The Story behind the Bonfire Processor - Part I

In my professional live I’m a software development manager at ORTEC B.V. We are focusing on Software solutions for all sorts of logistics optimization, e.g. optimization of transportation routes or workforce schedules. If you want to know more about it, visit our Website.

While starting on hardware level already a school time, the twists and events in my life have moved me more and more up on the technology stack, so that today I have to do with cloud platforms, virtualization and a lot of other stuff many levels above the hardware.

So about 2.5 years ago I started to experiment with FPGAs. Just as a hobby, and as an idea to go back to my “roots”, but with modern technologies. I was always been interested in hardware and especially in processor architecture. I never stopped to read literature, articles, white papers from processor vendors, etc. over all the years.

FPGAs are a great tool to democratize access to hardware design. As a single person I can basically design my own chip. Of course not a processor core competing with a Intel processor or an ARM application class core, but something comparable with a Cortex-M micro controller core.

While doing research about the topic I stumbled over RISC-V. I also experimented with an open source RISC-V core on VHDL, the “Potato Processor”. It is nice design, I tried to adapt it to the Papilio Pro Spartan-6 Board I was using at that time (originally it is designed for the Arty board). It was not complicated to adapt to ISE/Spartan-6 and after one or two days of work I could successfully simulate it. Unfortunately I did not get it running on the real hardware, for some reason it crashed after a few instructions.

On of the lessons I learned is that there are a lot of subtle differences between simulation and synthesis, at least with the Xilinx tools. To be on the save side it is important to simulate and test on hardware in parallel as early as possible. It is a lot of work, because hardware “test benches” and simulation test benches are completely different things and testing and debugging is much harder than in software development.

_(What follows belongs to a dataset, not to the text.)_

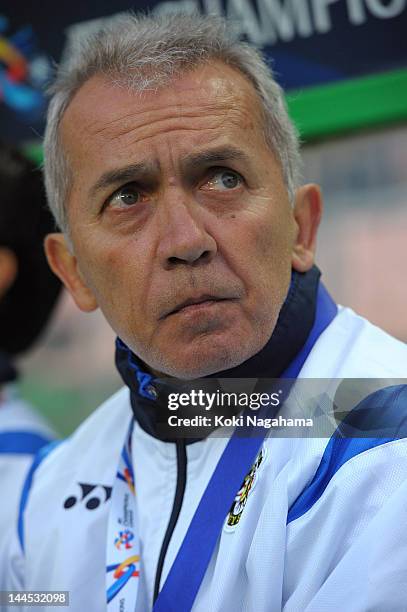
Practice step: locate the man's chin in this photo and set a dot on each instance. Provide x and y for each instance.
(201, 363)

Finally I gave up on Potato, also because the timing closure I was able to reach on the Spartan-6 was also not very promising. I had seen from other designs that 100Mhz should be no problem for a 32 Bit pipelined RISC design.

During my research I also found the LXP32 CPU, a simple 32 Bit 3 Stage design. It easily reached about 128Mhz on the Spartan-6 and I was also able to get it running (it can only be programmed in its special assembly language). I also found it quite well documented and easy to understand. After some thinking about it, I found it reasonable to just replace the decode stage with a RISC-V decoder. And indeed it was easy, after a few days the first RISC-V assembly programs run on it, after around a month I had the full RV32IM instruction set implemented so I could run a “Hello World” C program. The LXP32 execution stage had a few things missing for RISC-V, e.g. 16Bit Load/Stores, or the upper 32 Bit Multiplication. But this was easy to add.

So after a short time a had a full working RISC-V 32Bit user level implementation.